Multiple requests are supported in the framework, and can be carried out by consecutive calls to the addProcessor method of an instance of the manager with a single request argument. It is also possible to have a single call to the addProcessor method with a cell array of requests, e.g.:

% Place a request for the computation of ILDs AND autocorrelation
[sOut1 sOut2] = managerObj.addProcessor({'ild','autocorrelation'})

This way, the manager set up in the previous example will extract an ILD and an auto-correlation representation, and provide handles to the three signals, in sOut1{1} for the ILD (it is a mono representation), sOut2{1} and sOut2{2} for the autocorrelations of respectively left and right channels.

To use non-default parameter values, three syntax are possible:

  • If there are several requests, but all use the same set of parameter values p:

    managerObj.addProcessor({'name1', .. ,'nameN'},p)
    
  • If there is only one request (name), but with different sets of parameter values (p1,...,pN), e.g., for investigating the influence of a given parameter

    managerObj.addProcessor('name',{p1, .. ,pN})
    
  • If there are several requests and some, or all, of them use a different set of parameter values, then it is necessary to have a set of parameter (p1,...,pN) for each request (possibly by duplicating the common ones) and place them in a cell array as follows:

    managerObj.addProcessor({'name1', .. ,'nameN'},{p1, .. ,pN})
    

Note that in the two examples above, no output is specified for the addProcessor method, but the representations will be computed nonetheless. The output of addProcessor is there for convenience and the following subsection will explain how to get a hang on the computed signals without an explicit output from addProcessor.
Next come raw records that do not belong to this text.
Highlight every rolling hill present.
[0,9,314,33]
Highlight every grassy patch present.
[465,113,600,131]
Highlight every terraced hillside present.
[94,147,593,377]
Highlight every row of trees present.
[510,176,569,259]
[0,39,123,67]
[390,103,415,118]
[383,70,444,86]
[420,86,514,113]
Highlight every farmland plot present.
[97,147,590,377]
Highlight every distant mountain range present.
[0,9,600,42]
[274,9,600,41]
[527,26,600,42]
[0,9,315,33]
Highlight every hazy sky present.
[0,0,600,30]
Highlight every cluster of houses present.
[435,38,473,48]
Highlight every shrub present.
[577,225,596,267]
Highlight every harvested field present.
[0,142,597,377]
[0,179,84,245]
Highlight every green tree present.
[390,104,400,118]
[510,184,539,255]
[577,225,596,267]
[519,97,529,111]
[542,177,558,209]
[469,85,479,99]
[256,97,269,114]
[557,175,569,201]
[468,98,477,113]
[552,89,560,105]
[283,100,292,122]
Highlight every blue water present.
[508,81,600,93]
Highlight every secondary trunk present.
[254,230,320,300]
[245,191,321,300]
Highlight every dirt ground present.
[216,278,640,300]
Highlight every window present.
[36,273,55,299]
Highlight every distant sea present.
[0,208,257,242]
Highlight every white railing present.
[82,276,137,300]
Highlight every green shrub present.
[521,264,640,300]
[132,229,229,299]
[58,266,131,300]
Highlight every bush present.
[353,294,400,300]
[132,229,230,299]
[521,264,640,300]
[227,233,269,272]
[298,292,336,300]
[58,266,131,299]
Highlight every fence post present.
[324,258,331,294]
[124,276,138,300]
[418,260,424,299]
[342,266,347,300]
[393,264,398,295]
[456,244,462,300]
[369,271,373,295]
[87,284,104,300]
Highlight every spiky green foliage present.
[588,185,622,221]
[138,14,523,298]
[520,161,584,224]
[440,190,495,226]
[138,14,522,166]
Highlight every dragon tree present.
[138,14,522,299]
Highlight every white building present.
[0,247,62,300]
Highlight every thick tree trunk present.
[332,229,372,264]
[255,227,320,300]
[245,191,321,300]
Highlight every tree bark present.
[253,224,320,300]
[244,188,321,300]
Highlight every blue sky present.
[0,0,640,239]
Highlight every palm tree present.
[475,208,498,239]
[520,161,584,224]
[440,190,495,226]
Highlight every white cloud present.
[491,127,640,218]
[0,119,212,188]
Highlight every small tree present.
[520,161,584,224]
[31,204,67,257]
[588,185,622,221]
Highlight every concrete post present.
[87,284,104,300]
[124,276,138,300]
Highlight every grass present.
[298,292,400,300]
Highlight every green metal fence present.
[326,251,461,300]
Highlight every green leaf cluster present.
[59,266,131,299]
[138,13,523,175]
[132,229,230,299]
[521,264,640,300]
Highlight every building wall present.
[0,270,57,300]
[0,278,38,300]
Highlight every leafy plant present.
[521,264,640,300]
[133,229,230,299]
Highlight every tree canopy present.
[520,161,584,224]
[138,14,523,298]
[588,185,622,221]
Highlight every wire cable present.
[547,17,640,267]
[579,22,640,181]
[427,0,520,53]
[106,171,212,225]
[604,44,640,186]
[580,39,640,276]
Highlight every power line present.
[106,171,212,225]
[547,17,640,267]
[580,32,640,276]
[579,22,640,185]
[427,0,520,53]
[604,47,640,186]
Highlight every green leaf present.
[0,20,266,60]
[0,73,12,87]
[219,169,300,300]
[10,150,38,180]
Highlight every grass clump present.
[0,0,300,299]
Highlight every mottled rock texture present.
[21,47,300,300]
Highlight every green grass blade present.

Requests can also be placed directly as optional arguments in the manager constructor, e.g., to reproduce the previous script example:

% Instantiation of data and manager objects
dataObj = dataObject(sIn,fsHz);
managerObj = manager(dataObj,{'ild','autocorrelation'});

The three possibilities described above can also be used in this syntax form.

Computing the signals

This is done in the exact same way as for a single request, by calling the processSignal method of the manager:

% Perform processing
managerObj.processSignal;

Access internal signals

The optional output of the addProcessor method is provided for convenience. It is actually a pointer (or handle, in Matlab´s terms) to the actual signal object which is hosted by the data object on which the manager is based. Once the processing is carried out, the properties of the data object can be inspected:

>> dataObj

dataObj =

  dataObject with properties:

   bufferSize_s: 10
       isStereo: 1
            ild: {[1x1 TimeFrequencySignal]}
  innerhaircell: {[1x1 TimeFrequencySignal]  [1x1 TimeFrequencySignal]}
          input: {[1x1 TimeDomainSignal]  [1x1 TimeDomainSignal]}
           time: {[1x1 TimeDomainSignal]  [1x1 TimeDomainSignal]}
     filterbank: {[1x1 TimeFrequencySignal]  [1x1 TimeFrequencySignal]}
autocorrelation: {[1x1 CorrelationSignal]  [1x1 CorrelationSignal]}

Apart from the properties bufferSize_s and isStereo which are inherent properties of the data object (and discussed later in the Technical description), the remaining properties each correspond to one of the representations computed to achieve the user’s request(s). They are each arranged in cell arrays, with first column being the left, or mono channel, and the second column the right channel. For instance, to get a handle sGammaR to the right channel of the gammatone filter bank output, type:

>> sGammaR = dataObj.filterbank{2}

sGammaR =

  TimeFrequencySignal with properties:

      cfHz: [1x31 double]
     Label: 'Gammatone filterbank output'
      Name: 'filterbank'
Dimensions: 'nSamples x nFilters'
      FsHz: 44100
   Channel: 'right'
      Data: [118299x31 circVBufArrayInterface]

How to plot the result

Plotting auditory representations is made very easy in the Auditory front-end. As explained before, each representation that was computed during a session is stored as a signal object, which each are individual properties of the data object. Signal objects of each type have a plot method. Called without any input arguments, signal.plot will adequately plot the representation stored in signal in a new figure, and returns as output a handle to said figure. The plotting method for all signals can accept at least one optional argument, which is a handle to an already existing figure or subplot in a figure. This way the representation can be included in an existing plot. A second optional argument is a structure of non-default plot parameters. The parameterHelper script also lists plotting options, and they can be modified in the same way as processor parameters, via the script genParStruct. These concepts can be summed up in the following example lines, that follows right after the demo code from the previous subsection:

 1
 2
 3
 4
 5
 6
 7
 8
 9
10
11
12
13
14
15
16
17
18
19
20
21
% Request the processing
managerObj.processSignal;

% Plot the ILDs in a separate figure
sOut{1}.plot;

% Create an empty figure with subplots
figure;
h1 = subplot(2,2,1);
h2 = subplot(2,2,2);
h3 = subplot(2,2,3);
h4 = subplot(2,2,4);

% Change plotting options to remove colorbar and reduce title size
p = genParStruct('bColorbar',0,'fsize_title',12);

% Plot additional representations
dataObj.innerhaircell{1}.plot(h1,p);
dataObj.innerhaircell{2}.plot(h2,p);
dataObj.filterbank{1}.plot(h3,p);
dataObj.filterbank{2}.plot(h4,p);

This script will produce the two figure windows displayed in Fig. 3. Line 22 of the script creates the window “Figure 1”, while lines 35 to 38 populate the window “Figure 2” which was created earlier (in lines 25 to 29).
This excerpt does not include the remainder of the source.